Northrop Grumman
Corporation and TRW Inc. jointly announced today that,
in accordance with their agreement with the U.S. Department of Justice, they
notified the Department of their intention to complete their merger
transaction on Dec. 11, 2002. Northrop Grumman reports that it believes,
based on discussions with the Department of Defense, that the Defense
Department has recommended to the Justice Department that the transaction
proceed. The recommendation is subject to the execution of a consent decree
ensuring fair and open competition with respect to certain satellite
technologies.

Northrop Grumman also reported that late Tuesday it had received a draft
of the consent decree from the Justice Department and believes that an agreed
upon version can be achieved in time to support the shareholder votes on
Dec. 11, 2002. The company stated that the draft consent decree does not
require the divestiture of any businesses.

The Hart-Scott-Rodino antitrust review waiting period expired Oct. 15,
2002, and the European Union antitrust authority approved the transaction
Oct. 16, 2002.

“Phil Odeen and I are pleased that the merger between Northrop Grumman and
TRW is being viewed favorably by government officials and we look forward to
the successful completion of the transaction,” said Kent Kresa, Northrop
Grumman chairman and chief executive officer. He added, “We are working with
the Department of Justice to implement arrangements that ensure fair and open
competition in space electronics. Competition is a precept to which we at
Northrop Grumman are firmly committed. We look forward to successful
shareholder votes on December 11, 2002, and the close of the transaction
immediately thereafter.”

Once agreement is reached on the terms of the proposed consent decree, the
Justice Department must file it with the federal district court together with
a Competitive Impact Statement. The court approval of the consent decree
cannot occur until after the expiration of a 60-day public comment period.
TRW and Northrop Grumman, however, expect to be in a position to close the
transaction with TRW immediately following successful shareholder votes on
Dec. 11, 2002, without waiting for final court approval.

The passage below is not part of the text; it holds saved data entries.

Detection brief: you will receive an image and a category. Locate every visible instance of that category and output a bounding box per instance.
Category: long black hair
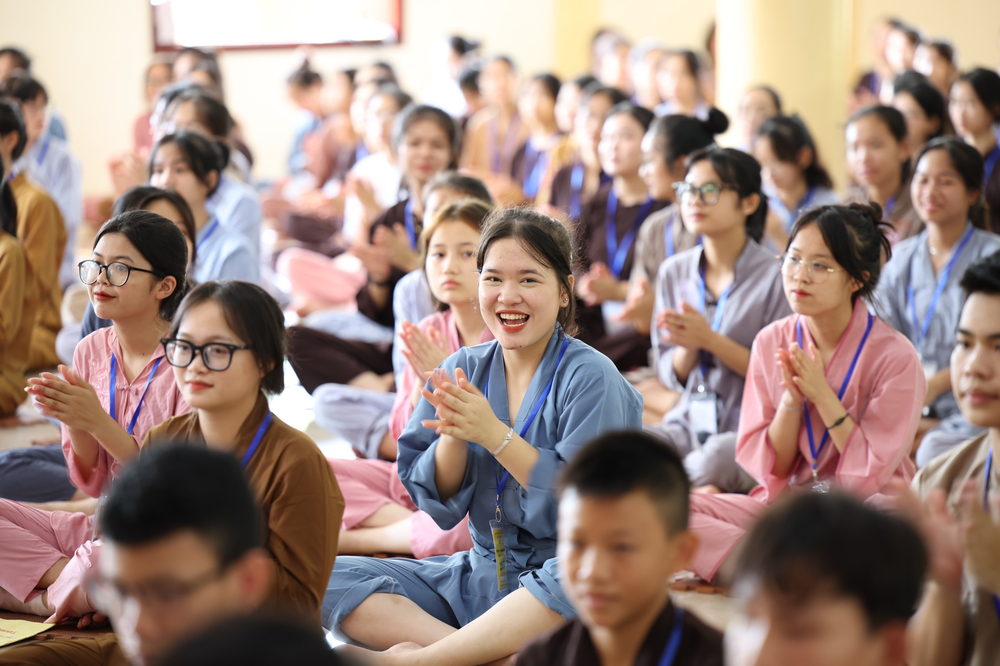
[913,137,988,229]
[755,115,834,189]
[0,99,25,236]
[149,131,230,197]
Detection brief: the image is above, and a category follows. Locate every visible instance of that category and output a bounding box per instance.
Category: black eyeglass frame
[160,338,253,372]
[77,260,164,287]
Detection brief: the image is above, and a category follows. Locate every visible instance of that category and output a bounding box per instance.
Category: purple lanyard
[486,113,522,175]
[522,141,549,199]
[240,411,273,468]
[983,447,1000,622]
[355,143,369,163]
[984,145,1000,186]
[36,135,51,165]
[884,195,897,220]
[605,189,654,280]
[569,163,585,219]
[197,219,220,253]
[907,226,974,356]
[484,337,570,521]
[108,355,162,436]
[403,199,417,250]
[796,313,873,471]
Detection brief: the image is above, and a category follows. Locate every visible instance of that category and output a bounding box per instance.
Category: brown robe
[0,231,36,415]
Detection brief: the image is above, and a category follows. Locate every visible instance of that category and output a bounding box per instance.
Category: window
[151,0,402,51]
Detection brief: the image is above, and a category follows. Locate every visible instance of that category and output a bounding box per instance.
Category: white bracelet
[492,427,515,456]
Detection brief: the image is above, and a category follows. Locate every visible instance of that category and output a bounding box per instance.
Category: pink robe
[0,327,189,620]
[690,299,925,580]
[333,309,492,558]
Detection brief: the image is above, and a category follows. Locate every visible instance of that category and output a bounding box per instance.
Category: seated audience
[906,249,1000,666]
[324,209,642,664]
[461,56,529,185]
[845,106,922,243]
[148,280,344,622]
[1,72,81,288]
[0,445,275,666]
[876,138,1000,466]
[0,98,65,370]
[725,492,927,666]
[517,429,723,666]
[688,203,925,583]
[509,73,563,203]
[650,147,792,493]
[286,61,326,177]
[0,211,189,620]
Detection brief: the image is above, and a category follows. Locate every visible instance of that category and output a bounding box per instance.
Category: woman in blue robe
[323,208,642,664]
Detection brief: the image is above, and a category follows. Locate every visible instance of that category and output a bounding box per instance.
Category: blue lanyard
[796,312,873,471]
[569,163,585,219]
[985,145,1000,186]
[355,143,368,163]
[108,355,163,436]
[665,211,703,258]
[907,226,974,357]
[696,263,733,381]
[657,607,685,666]
[522,142,550,199]
[983,447,1000,622]
[484,337,570,521]
[197,219,220,252]
[240,411,273,468]
[883,195,897,220]
[36,135,51,166]
[605,189,654,280]
[403,199,417,250]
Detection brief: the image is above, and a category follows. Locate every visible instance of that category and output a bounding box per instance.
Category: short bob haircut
[168,281,287,396]
[476,207,577,335]
[420,198,494,311]
[93,210,189,321]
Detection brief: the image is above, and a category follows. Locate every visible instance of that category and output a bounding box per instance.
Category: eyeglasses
[78,260,163,287]
[672,182,730,206]
[779,254,840,284]
[161,338,252,372]
[87,567,225,617]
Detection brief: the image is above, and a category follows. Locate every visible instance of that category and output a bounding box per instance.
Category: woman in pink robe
[0,212,190,621]
[331,200,493,558]
[689,202,926,582]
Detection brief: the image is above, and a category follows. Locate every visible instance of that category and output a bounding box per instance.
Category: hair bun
[702,107,729,136]
[211,139,231,172]
[847,201,883,226]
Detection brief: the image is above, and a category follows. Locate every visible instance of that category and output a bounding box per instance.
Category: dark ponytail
[149,131,230,196]
[755,115,834,189]
[0,100,24,237]
[788,203,893,303]
[0,98,27,161]
[648,108,728,165]
[93,210,190,321]
[914,137,988,229]
[685,146,767,243]
[0,158,16,237]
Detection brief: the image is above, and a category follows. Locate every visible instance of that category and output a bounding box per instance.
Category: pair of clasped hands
[398,321,499,447]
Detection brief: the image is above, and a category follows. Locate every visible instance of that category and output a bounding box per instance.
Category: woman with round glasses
[648,146,791,493]
[686,202,925,584]
[145,280,344,622]
[0,211,191,621]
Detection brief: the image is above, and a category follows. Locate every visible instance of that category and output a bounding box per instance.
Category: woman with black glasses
[0,211,190,621]
[145,280,344,622]
[648,147,791,493]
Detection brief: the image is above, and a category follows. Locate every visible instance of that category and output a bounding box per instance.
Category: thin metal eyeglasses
[671,182,731,206]
[161,338,252,372]
[87,566,226,616]
[78,260,163,288]
[778,254,840,284]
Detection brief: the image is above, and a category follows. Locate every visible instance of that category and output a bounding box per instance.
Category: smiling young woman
[324,208,642,666]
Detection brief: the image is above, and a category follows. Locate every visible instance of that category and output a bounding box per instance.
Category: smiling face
[782,223,860,316]
[911,148,978,227]
[479,237,569,353]
[599,112,644,178]
[87,232,170,322]
[951,292,1000,429]
[949,80,994,139]
[149,142,213,214]
[725,583,901,666]
[424,220,481,307]
[845,116,908,191]
[398,118,451,190]
[171,300,263,412]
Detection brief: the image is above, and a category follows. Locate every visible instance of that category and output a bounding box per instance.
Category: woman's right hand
[400,321,450,378]
[776,344,805,405]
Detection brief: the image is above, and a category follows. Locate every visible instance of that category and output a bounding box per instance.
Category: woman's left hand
[788,341,833,404]
[26,365,107,433]
[421,368,506,448]
[374,224,422,273]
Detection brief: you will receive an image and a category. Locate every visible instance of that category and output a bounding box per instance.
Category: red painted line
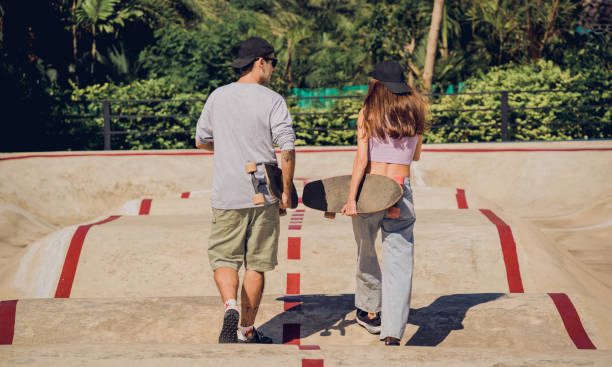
[480,209,524,293]
[288,237,301,260]
[0,300,17,345]
[0,152,214,161]
[299,345,321,350]
[2,146,611,161]
[181,192,190,198]
[139,199,152,215]
[284,297,302,311]
[295,209,305,212]
[283,323,301,345]
[55,216,121,298]
[456,188,468,209]
[302,359,324,367]
[287,273,300,294]
[289,225,302,230]
[549,293,597,349]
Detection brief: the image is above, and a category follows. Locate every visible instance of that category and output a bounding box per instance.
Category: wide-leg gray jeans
[351,178,415,340]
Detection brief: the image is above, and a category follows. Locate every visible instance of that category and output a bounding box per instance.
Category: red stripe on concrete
[139,199,152,215]
[287,273,300,294]
[289,225,302,230]
[480,209,524,293]
[456,188,468,209]
[549,293,597,349]
[0,300,17,345]
[181,192,190,198]
[0,152,214,161]
[55,216,120,298]
[299,345,321,350]
[302,359,324,367]
[288,237,301,260]
[3,147,611,161]
[283,324,301,345]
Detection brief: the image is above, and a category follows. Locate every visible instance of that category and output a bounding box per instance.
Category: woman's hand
[341,200,358,216]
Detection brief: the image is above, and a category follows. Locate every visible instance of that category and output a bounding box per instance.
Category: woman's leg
[380,179,416,341]
[352,212,385,313]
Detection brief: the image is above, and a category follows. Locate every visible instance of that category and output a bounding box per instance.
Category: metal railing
[64,89,610,150]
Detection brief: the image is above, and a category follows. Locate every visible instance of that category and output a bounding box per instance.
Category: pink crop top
[368,135,419,165]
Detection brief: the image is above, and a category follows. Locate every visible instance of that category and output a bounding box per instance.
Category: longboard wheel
[387,206,400,218]
[324,212,336,219]
[252,193,265,205]
[245,162,257,174]
[279,208,287,216]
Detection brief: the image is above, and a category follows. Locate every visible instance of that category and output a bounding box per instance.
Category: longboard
[302,174,404,219]
[246,162,298,216]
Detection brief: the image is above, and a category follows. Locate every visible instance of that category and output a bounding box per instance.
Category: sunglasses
[261,57,278,67]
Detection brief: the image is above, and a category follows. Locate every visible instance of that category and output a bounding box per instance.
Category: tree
[76,0,120,74]
[423,0,444,91]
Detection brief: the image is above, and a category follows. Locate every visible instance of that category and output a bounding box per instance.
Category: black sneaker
[355,308,381,334]
[218,309,239,343]
[239,327,273,344]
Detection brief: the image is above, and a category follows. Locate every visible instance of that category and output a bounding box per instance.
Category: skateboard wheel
[387,206,400,218]
[279,208,287,216]
[252,193,265,205]
[324,212,336,219]
[245,162,257,174]
[393,175,405,185]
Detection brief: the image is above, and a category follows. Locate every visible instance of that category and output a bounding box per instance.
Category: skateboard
[302,174,404,219]
[245,162,298,216]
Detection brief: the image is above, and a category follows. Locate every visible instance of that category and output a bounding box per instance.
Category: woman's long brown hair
[362,78,428,140]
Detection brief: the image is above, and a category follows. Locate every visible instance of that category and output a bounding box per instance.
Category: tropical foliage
[1,0,610,151]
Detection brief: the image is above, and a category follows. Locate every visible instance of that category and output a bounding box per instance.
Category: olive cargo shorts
[208,203,280,272]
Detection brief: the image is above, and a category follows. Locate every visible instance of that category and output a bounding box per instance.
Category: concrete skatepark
[1,140,612,366]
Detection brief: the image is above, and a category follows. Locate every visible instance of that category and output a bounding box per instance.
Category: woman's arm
[342,109,369,216]
[412,134,423,161]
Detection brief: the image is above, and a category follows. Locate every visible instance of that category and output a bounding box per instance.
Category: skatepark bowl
[1,140,612,366]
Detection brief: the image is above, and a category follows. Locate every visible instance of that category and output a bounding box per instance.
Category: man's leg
[240,269,265,326]
[214,267,239,302]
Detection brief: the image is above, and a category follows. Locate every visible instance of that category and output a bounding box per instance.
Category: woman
[341,60,427,346]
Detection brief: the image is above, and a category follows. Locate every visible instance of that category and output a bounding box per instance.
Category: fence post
[103,100,111,150]
[500,91,509,141]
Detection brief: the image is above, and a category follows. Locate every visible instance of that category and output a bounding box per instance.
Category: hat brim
[230,57,257,69]
[382,81,411,95]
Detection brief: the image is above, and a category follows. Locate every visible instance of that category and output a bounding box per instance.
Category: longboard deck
[263,163,299,209]
[302,174,403,214]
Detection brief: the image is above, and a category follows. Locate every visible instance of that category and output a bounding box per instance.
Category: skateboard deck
[263,163,299,210]
[302,174,403,217]
[246,162,298,216]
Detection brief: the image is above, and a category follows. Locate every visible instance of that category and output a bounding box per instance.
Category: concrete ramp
[2,344,611,367]
[2,142,612,365]
[0,293,596,350]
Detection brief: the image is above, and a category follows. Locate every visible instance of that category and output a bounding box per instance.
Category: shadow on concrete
[406,293,505,346]
[259,293,504,345]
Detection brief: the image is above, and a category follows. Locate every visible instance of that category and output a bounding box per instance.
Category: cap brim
[382,81,411,95]
[229,57,257,68]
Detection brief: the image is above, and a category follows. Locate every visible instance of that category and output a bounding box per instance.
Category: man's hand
[280,192,290,210]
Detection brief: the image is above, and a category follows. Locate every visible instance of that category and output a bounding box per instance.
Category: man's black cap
[369,60,411,95]
[230,37,275,69]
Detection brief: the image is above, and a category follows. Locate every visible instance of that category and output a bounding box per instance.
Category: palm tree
[76,0,120,74]
[423,0,445,91]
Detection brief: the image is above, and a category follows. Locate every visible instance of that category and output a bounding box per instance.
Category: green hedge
[427,60,611,142]
[64,59,610,149]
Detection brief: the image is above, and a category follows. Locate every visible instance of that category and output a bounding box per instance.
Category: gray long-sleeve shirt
[195,82,296,209]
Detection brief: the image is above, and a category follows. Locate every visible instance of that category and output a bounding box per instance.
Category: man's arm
[195,141,214,151]
[280,149,295,208]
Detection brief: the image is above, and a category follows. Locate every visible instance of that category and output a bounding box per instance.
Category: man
[195,37,296,344]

Northrop Grumman Corporation is a $17 billion, global defense company with
its worldwide headquarters in Los Angeles. Northrop Grumman provides
technologically advanced, innovative products, services and solutions in
defense and commercial electronics, systems integration, information
technology and nuclear and non-nuclear shipbuilding and systems. With nearly
96,000 employees and operations in 44 states and 25 countries, Northrop
Grumman serves U.S. and international military, government and commercial
customers.

TRW provides advanced-technology products and services for the automotive,
space & electronics, and systems markets. The company’s news releases are
available through TRW’s corporate Web site www.trw.com .

FORWARD-LOOKING STATEMENTS

Certain statements made or implied in this release contain or are based
upon forward-looking statements within the meaning of the Private Securities
Litigation Reform Act of 1995, and in particular, statements that are
accompanied or preceded by words such as “believe,” “expect,” “intend,” “look
forward,” variations of these words and similar expressions are forward-
looking, and actual outcomes may differ materially from those described or
anticipated in this release. Other risks associated with the TRW Inc.
acquisition may be found in Northrop Grumman Corporation’s filings with the
SEC, including without limitation, the joint proxy statement/prospectus dated
November 4, 2002 contained in the Registration Statement on Form S-4 described
below, together with all Supplements thereto.

Northrop Grumman filed a registration statement on Form S-4
(File No. 333-83672) with the Securities and Exchange Commission (SEC) on
March 4, 2002 that has been amended to include a joint proxy
statement/prospectus relating to the proposed merger of Northrop Grumman and
TRW Inc. The directors, certain executive officers and other employees and
representatives of Northrop Grumman and TRW Inc. may be deemed to be
participants in the solicitation of proxies for the shareholder meetings
relating to the proposed merger. The definitive joint proxy
statement/prospectus dated November 4, 2002, contains important information
regarding such potential participants and other important matters that should
be read by Northrop Grumman and TRW shareholders before making any decisions
regarding the merger. Copies of the joint proxy statement/prospectus, and any
amendments or supplements thereto, may be obtained without charge at the SEC’s
website at www.sec.gov as they become available.